James Vick knows fighters who get in too many wars have short careers, so his goal is a quick finish at UFC San Antonio.

San Antonio, TX — Last time out at UFC on ESPN 1, James Vick found himself on the losing end of a decision against Paul Felder. The loss put him on the first losing streak of his career: two straight losses under the UFC banner.

Heading into UFC San Antonio — a.k.a. UFC on ESPN 4 — this weekend, Vick (13-3) knows that’s not where he wants to be. “The last time I lost two fights in a row was back in 2008 in amateur boxing. It’s not good,” he admitted at Wednesday’s open workouts, speaking to media outlets including Cageside Press. Then again, Vick doesn’t feel like he necessarily should have lost the Felder bout. “To be honest with you, I thought I could have won that last fight. It was a super close fight, he got the decision, I’m not going to complain about it, because it could have went either way. So congrats to him for getting it.”

Vick doesn’t think that way, doesn’t dwell on or make excuses for losses, he said after, because “I have a warrior’s mentality.”

“I’ve won the majority of the fights I’ve ever had.
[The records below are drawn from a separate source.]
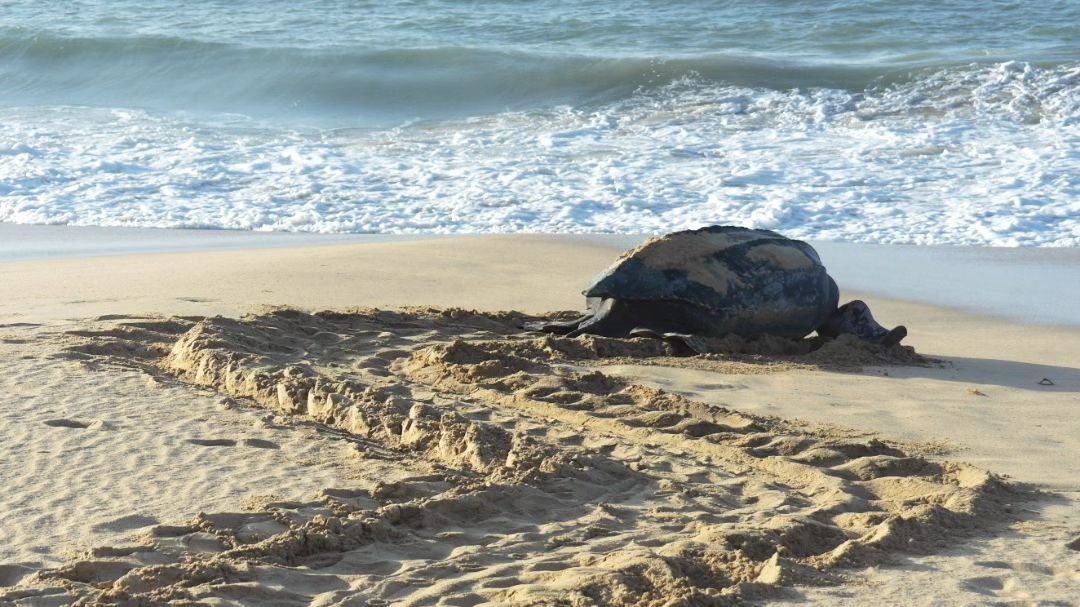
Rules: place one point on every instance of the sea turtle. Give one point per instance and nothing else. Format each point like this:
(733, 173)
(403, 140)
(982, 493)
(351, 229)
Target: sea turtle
(711, 282)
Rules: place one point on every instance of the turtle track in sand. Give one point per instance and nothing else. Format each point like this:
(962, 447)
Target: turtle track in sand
(536, 480)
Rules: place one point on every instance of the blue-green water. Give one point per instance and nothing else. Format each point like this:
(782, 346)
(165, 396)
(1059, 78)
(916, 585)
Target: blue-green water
(895, 121)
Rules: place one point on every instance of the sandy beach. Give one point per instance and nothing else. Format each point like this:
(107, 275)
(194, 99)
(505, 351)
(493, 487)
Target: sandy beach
(366, 423)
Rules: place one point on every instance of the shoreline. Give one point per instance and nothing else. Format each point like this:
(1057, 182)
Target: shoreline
(983, 281)
(115, 441)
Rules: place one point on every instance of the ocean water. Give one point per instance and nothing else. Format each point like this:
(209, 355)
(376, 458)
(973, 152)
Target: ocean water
(900, 121)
I’m fighting guys that have literally been training ten years longer than me,” he pointed out. “Some of these guys have been training since they were ten years old, I didn’t even start training until I was twenty, in boxing. I didn’t start grappling until I was twenty-two. Had multiple major surgeries and worked a full-time job half the time I was in the UFC.” And while it’s not uncommon for fighters to take jobs on the side, keep in mind the heights Vick has hit. “So I’m winning, and I’m going to keep winning. I don’t have a loser’s mentality, that sh*t ain’t for me.”

There’s been questions about the weight cut down to 155lbs, as Vick is a towering figure for the lightweight division. At 6″3 he has the height of a heavyweight. But the weight cut, he said, isn’t effecting him at all in his opinion. “Last cut I probably had the best cut I’ve had in five years. I followed George [Lockhart]’s program, I did everything he said, I made the weight in two sauna sessions, one bath, and made weight.”
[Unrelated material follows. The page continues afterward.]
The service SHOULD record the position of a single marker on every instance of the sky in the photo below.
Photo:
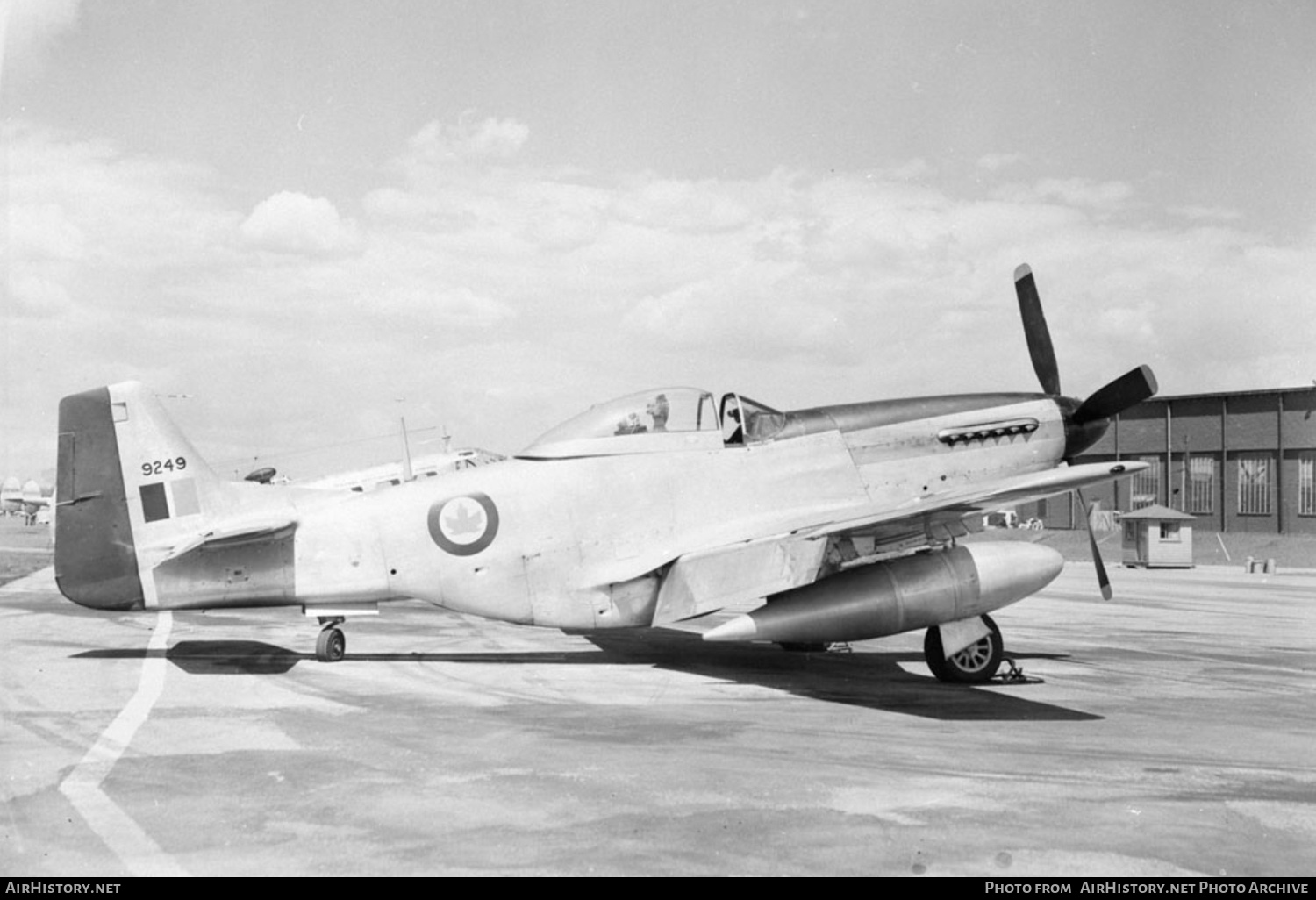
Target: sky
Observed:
(302, 220)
He admits, however, that food is a weakness. A vice he’s not willing to give up, with all others gone. “It’s just a matter of being more disciplined. It’s hard, I’ve given everything else up in my life. I don’t drink, I don’t smoke, I don’t party. I haven’t done any of that stuff in years. I haven’t drank alcohol in two and a half years. When I used to drink it would be like twice a year even then.”

“Food’s the only thing I have left. It’s really sugar that’s the problem,” he said. “I can eat healthy clean food, but then want sugar on top of it. I just got to focus on being disciplined.”

At UFC San Antonio, Vick will face a dangerous opponent in Dan Hooker. The New Zealand native is coming off a loss to Edson Barboza that saw him show incredible heart before finally going down to a body shot. Prior to that, Hooker had been on a four-fight winning streak.”

“I’m taking Dan Hooker very seriously, it’s not a game to me, and I know it’s not to him either,” Vick told reporters.

“This is exciting, obviously I’m looking for a quick finish. A war is fun or whatever, but people who have wars have short careers,” he added. “My goal is to finish. But I’m ready for war, and I’m mentally prepared. I know he’s not an easy dude to finish, I know that, I’m not delusional. So it could be a war, and I’m ready for that.”

If it is, at least it’s a war in his own back yard. “I love it. I love fighting in Texas, I love fighting at home,” said Vick Wednesday. While other fighters complain of the pressures of fighting at home, it’s a feeling Vick doesn’t understand. “I felt no pressure.”

Finally, you can quit chirping at him online. Despite his recent struggles, “I still have one of the best records in the UFC (9-3 in the promotion), and my career is far from over. These people are delusional, these trolls on social media, talking sh*t, they’re delusional.” He reiterated, again, what a late start he got in the sport. “I started this game ten years later than some of these people. My last fight, Felder’s literally been training ten years longer than me. [Justin] Gaethje too, Gaethje’s been training for ten of fifteen years longer than me, been wrestling since he was five. I didn’t start training until late in life, I’ve been catching all these guys, it’s just a matter of time.”

James Vick fights Dan Hooker this Saturday, July 20 at the AT&T Center in San Antonio, TX, part of UFC on ESPN 4.